Évrard suddenly turned pale. She had just recognized the notorious Malchance and was automatically reaching for a salt shaker or a lucky charm of some sort. She thrust her hands into her pockets and managed to regain a semblance of calm. After pouring his coffee, Torrez looked at her irritably and then disappeared down the corridor to his office.
“Whose dog is this?” Capestan said again.
“Mine,” Rosière answered. “You don’t mind, do you? We can say he’s a police dog . . .”
“He’s not even eight inches high, your police dog.”
“Don’t listen to that lady, my little Pilou. She’s talking nonsense,” Rosière said in a falsely consoling tone, then added: “He’s got flair, you know.”
Capestan felt the need to assert a basic level of authority. But the dog plonked his rear on the floor as if it weighed three tons and stared back a
t her with his ears and nose in the air.

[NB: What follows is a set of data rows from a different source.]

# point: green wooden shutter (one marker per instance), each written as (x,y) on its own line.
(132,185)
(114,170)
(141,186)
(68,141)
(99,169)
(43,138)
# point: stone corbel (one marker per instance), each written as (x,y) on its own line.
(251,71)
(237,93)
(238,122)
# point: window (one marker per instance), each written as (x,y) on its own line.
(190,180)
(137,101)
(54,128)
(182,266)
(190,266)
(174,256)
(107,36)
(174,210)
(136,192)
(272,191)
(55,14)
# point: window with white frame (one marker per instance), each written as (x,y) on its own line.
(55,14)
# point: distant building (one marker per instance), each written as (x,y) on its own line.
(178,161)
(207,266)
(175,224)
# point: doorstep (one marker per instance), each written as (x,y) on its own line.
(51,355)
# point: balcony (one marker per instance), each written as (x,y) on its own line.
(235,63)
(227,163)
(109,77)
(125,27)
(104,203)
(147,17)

His enormous paws and disproportionately large head gave him the appearance of a perpetual puppy. In any case, Capestan had never been overly fond of authority.
“What breed is it?”
Rosière answered by numbering on her left hand:
“There’s some corgi, like the Queen of England has, then some dachshund, some mutt, a bit of pooch, and some mongrel. He’s even more hybrid than my Lexus,” she chuckled, delighted either by her joke or by the dog itself. “His name is Pilote, but you can call him Pilou.”

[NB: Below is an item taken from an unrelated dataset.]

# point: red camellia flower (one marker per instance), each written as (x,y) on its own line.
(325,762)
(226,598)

“Oh, I can? He won’t get upset?”
Rosière smiled, leaned down, and tickled the neck of her dog, who stretched his muzzle as far forward as possible to take full advantage of his mistress’s attentions. Capestan was about to go and join Torrez when Merlot appeared in the doorway. He greeted the mere commoners in the room with a gesture that was almost as expansive as his waistline:
“Ladies and gentlemen! And canines,” he added, acknowledging the world’s least effective guard dog.
After much bowing and scraping, Merlot made the most of the introductions to plant an enthusiastic kiss on the hands of the unfortunate Évrard and Rosière, whom he had never met before. Reeking of cheap wine that was potent enough to strip wallpaper, he embarked on yet another round of urbane conversation. He held forth one way and the women recoiled; he held forth another way and the women fainted. Lebreton, whose height gave him access to purer air, listened for a few moments without losing his balance, then retired to his desk.
During a brief respite, Capestan turned to Évrard:
“That case about the parc Monceau dealer that you were talking about just now . . . is it a murder?”
“No, it’s all to do with badly cut coke. It just seems strange that they never wrapped it up despite having all the info they needed. Parc Monceau is full of kids—a dealer’s going to do some damage.”
“Absolutely. Can I leave you to take a look with Merlot?”